What’s a Muscovite?
We thank you for your interest in the Noble Order of Muscovites! But, you’re probably wondering what you’re getting yourself into.
- Recognize that it’s not an organization. Seriously. There are no dues or meetings to attend. Rather, it’s a social group that will gather to put on the degree and raise some money from time to time.
- To become a member, one must first belong to a community organization that predicates membership on having “good moral character.” Rotary? Check. Freemasonry? Check. Odd Fellows? Check. Credit Union? No check for you!
- We don’t haze. PERIOD. End of discussion.
- It’s not structured. There are no national officers. Our Charter is issued from a group in Oregon, which has been recently resurrected.We operate in the best way for us, provided that we follow the rule about who can be a member, don’t haze, and recognize other Muscovites if they want to visit.
- Titles are for funsies, so enjoy them. The ritual is for funsies, so enjoy it. ENJOY IT!
- Don’t talk about Fight Club. Wait… wrong list.
What’s with the name?
When the Muscovites were founded, they did not number their local bodies. Each local body chose their own name, which was either the same as a Russian city or territory (Kremlin Moscow), a contraction of the local area (Kremlin Sodak), or just a regional name (Kremlin Black Hills.)
Without a number, the local bodies were able to change up the traditional naming convention of fraternal bodies. Rather than being referred to as “Moscow Kremlin No. 0,” they instead chose to place the word Kremlin first, creating a unique framework all their own.
Kremlin Penza is named for the Penza Oblast, the center of which is the Russian city Penza about 400 miles south and east of Moscow. The region is known for its support of industry as well as being a regional center of higher education.
A Brief History of the Muscovites
The first social group officially founded for the Independent Order of Odd Fellows was the Imperial Order of Muscovites, which arose in Queen City, Ohio, near Cincinnati, in 1893. Invariably, the originators must have been influenced by the Shriners, Grotto, and other Masonic bodies that were gaining prominence in that era. While Arabian themes were all the rage for social groups, the Muscovites went with a decidedly different motif – that of Czarist Russia.
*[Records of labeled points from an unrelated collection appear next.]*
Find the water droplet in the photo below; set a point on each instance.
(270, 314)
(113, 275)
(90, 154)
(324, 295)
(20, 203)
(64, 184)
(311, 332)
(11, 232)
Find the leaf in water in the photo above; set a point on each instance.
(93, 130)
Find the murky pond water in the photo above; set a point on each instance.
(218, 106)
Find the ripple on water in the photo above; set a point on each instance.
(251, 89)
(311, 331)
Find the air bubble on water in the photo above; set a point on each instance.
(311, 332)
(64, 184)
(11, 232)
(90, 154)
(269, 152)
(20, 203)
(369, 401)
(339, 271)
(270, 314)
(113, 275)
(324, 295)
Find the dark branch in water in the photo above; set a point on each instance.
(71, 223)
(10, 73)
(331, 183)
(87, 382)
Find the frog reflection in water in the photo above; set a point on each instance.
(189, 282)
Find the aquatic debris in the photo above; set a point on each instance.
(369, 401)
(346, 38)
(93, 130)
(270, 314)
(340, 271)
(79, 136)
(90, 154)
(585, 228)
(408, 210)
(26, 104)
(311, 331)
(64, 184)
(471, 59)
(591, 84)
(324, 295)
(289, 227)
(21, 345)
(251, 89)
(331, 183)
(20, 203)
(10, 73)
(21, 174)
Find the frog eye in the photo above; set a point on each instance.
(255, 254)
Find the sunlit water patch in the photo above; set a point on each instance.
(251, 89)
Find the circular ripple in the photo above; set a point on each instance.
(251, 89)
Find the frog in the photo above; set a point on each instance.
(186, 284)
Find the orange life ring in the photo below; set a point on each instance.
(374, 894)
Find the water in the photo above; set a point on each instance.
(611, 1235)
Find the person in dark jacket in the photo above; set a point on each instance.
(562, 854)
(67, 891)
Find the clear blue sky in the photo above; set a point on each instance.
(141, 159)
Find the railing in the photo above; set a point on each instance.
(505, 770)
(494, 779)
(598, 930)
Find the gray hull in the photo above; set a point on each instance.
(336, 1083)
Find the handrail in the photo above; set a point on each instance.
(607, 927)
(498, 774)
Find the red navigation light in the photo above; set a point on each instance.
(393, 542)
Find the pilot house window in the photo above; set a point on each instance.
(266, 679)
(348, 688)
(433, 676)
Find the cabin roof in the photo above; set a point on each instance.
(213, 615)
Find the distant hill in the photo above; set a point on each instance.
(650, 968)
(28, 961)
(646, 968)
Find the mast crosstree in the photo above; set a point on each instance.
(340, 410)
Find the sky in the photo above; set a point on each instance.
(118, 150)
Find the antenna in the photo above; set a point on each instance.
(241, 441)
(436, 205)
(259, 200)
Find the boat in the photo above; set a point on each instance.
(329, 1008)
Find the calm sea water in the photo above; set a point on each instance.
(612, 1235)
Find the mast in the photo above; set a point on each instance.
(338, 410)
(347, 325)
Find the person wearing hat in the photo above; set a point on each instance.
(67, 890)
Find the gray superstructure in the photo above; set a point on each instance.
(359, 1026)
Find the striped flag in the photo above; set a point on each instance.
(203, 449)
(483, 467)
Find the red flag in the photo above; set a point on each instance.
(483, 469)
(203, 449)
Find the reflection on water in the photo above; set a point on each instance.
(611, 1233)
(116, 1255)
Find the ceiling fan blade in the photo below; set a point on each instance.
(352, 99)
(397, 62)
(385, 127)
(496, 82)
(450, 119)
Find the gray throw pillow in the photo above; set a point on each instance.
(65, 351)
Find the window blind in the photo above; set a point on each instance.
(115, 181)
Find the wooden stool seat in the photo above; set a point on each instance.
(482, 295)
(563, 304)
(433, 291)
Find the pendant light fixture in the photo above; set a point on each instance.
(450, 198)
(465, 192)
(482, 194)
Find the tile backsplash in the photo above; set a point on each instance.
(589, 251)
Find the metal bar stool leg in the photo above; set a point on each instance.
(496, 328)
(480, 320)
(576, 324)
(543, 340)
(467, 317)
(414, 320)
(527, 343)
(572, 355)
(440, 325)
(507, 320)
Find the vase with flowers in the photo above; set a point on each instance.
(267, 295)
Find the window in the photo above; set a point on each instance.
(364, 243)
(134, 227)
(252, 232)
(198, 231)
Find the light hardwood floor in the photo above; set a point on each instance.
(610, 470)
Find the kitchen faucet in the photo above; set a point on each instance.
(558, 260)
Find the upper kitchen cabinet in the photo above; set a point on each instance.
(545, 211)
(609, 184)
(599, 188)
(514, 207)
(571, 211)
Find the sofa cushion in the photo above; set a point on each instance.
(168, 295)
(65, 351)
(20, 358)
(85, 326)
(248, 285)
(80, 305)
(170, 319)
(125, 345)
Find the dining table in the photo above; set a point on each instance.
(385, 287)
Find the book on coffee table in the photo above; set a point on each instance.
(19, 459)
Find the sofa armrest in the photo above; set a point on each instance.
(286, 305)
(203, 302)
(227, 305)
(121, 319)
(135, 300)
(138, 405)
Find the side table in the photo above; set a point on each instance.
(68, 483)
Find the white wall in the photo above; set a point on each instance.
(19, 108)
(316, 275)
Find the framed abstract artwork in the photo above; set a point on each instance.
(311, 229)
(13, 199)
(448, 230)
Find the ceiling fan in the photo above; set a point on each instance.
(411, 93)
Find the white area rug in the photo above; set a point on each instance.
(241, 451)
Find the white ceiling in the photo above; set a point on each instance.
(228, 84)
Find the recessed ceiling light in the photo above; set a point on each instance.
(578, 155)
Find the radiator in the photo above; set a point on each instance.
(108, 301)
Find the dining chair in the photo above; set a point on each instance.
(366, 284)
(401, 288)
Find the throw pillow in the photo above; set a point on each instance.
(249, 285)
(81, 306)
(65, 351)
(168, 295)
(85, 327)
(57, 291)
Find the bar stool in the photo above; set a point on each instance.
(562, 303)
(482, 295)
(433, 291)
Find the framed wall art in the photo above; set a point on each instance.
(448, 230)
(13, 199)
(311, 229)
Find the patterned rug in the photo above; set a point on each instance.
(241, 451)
To start, there were 20 members of the group, but by May of 1894, the group had blossomed to about 80 participants. They promptly declared the initial body the “Imperial Kremlin” and decreed that all local bodies would be called Kremlins. The president of the group was to be known as the Czar, while the national president would be styled the Imperial Czar. With the basics of the fraternity down, the members began spreading word of their new club. The Muscovites first spread in Ohio, then to Topeka, Kansas, and throughout the Midwest. At one time, Kremlins existed from Ohio to Washington state, with membership in the tens of thousands.
In Oregon, the Muscovite movement would take a different turn, as the members seceded from the Imperial Order and founded the Improved Order of Muscovites. Later, after the Imperial Order of Muscovites had officially failed (in the early 1930’s), the Order would once again be resurrected as the Royal Order of Muscovites. This group operated in the State of Oregon until the late 1960’s.
In 2015, interest in the Muscovites began to take hold and it was found that many members of the Royal Order were still alive. A ritual and documents were uncovered in an old Lodge building in Portland, Oregon. A ceremonial was organized and the degrees were put on anew, this time under the auspices of the Noble Order of Muscovites.